Filmmusik-Papst Frank Strobel über die Wiederaufführung von Abel Gances siebenstündigem Stummfilm „La Roue“ beim Musikfest

Frank Strobel ist Experte für Prokofiev und Wagner – aber besonders für Filmmusik, Foto: Marco Ehrhardt

tip: Herr Strobel, Abel Gances Stummfilm „La Roue“ von 1923, den Sie beim Musikfest dirigieren, dauert sieben Stunden. Rekord?

Frank Strobel: Ja! Gances anderer berühmter Film „Napoleon“ kommt nur auf 5 ½ Stunden. Fritz Langs „Nibelungen“ bleiben unter fünf – bei zwei Teilen. Wir stoßen mühelos an die Grenzen des Arbeitsrechts.

tip: Der Film ist ein Eisenbahnerdrama und zugleich ein Rührstück über ein vorm Zugunglück gerettetes Mädchen. Muss das so lang sein?

Frank Strobel: Wär’s anders, gäbe es auch keine Opern. „La Roue“ will eine Film-Oper sein und sich an Wagner messen. Mehr noch, Gance wollte an die griechische Tragödie anknüpfen. Man ließ sich mehr Zeit, weil man mehr Zeit hatte.

tip: Wurde der Film in einem Rutsch vorgeführt?

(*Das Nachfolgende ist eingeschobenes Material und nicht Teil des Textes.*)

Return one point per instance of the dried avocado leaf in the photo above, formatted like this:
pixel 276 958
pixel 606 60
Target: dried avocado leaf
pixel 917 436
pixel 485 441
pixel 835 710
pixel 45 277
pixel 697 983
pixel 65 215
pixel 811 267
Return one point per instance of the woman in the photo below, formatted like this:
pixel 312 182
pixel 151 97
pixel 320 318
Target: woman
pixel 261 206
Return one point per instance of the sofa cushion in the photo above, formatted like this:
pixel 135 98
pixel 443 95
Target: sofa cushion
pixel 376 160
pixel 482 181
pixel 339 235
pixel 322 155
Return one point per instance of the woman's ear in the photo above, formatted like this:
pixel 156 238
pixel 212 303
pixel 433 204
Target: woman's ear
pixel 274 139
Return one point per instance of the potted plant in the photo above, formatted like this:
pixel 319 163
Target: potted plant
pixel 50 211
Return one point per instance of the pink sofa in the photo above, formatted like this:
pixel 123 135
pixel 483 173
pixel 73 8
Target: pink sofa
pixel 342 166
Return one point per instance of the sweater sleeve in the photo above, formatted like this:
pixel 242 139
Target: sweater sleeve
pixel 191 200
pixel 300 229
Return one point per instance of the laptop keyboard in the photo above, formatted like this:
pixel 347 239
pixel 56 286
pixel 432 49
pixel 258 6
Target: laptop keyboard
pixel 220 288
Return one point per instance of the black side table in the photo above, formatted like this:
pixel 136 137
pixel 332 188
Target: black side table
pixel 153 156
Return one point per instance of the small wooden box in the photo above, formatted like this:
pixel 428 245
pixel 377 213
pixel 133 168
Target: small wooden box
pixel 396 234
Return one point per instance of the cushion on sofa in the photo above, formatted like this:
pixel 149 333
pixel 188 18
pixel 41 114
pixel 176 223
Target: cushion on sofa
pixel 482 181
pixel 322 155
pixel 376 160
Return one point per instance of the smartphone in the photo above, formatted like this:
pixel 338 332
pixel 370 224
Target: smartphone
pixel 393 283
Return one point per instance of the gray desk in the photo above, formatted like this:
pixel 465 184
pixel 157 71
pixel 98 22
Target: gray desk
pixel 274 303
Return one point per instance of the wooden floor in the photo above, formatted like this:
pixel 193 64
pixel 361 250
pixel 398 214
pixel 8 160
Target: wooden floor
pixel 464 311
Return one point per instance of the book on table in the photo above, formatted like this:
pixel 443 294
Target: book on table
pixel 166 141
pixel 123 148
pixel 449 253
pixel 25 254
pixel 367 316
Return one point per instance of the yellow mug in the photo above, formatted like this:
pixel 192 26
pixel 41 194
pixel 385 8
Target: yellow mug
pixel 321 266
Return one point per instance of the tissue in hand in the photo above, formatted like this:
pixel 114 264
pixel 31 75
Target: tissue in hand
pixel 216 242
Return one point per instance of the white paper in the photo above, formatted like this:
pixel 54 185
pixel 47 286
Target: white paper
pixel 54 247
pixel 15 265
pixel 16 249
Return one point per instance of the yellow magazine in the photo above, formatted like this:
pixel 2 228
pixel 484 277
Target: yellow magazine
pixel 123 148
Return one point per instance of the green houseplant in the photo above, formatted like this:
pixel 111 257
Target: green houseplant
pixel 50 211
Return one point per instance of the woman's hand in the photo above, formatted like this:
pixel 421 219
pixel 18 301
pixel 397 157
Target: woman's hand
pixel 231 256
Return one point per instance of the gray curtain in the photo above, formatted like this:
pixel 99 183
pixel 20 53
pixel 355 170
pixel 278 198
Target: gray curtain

Frank Strobel: Bei der Uraufführung lief der erste Teil in der ersten Woche; die übrigen drei schlossen sich an. Epochal wirkte der Film durch Einführung von Blende und Doppelbelichtung. Es gibt Splitscreens, Zeitraffer und Zeitlupen sowie eine völlig neuartige Montagetechnik. Mit Einstellungen weit unter einer Sekunde. Ein Vorschein von Eisenstein.

tip: Abel Gances „Napoleon“-Film scheiterte vor vielen Jahren beinahe an der wirklich schrecklichen Musik von Carmine Coppola – dem Vater des berühmten Regisseurs  Francis Ford Coppola. Diesmal klingt’s besser?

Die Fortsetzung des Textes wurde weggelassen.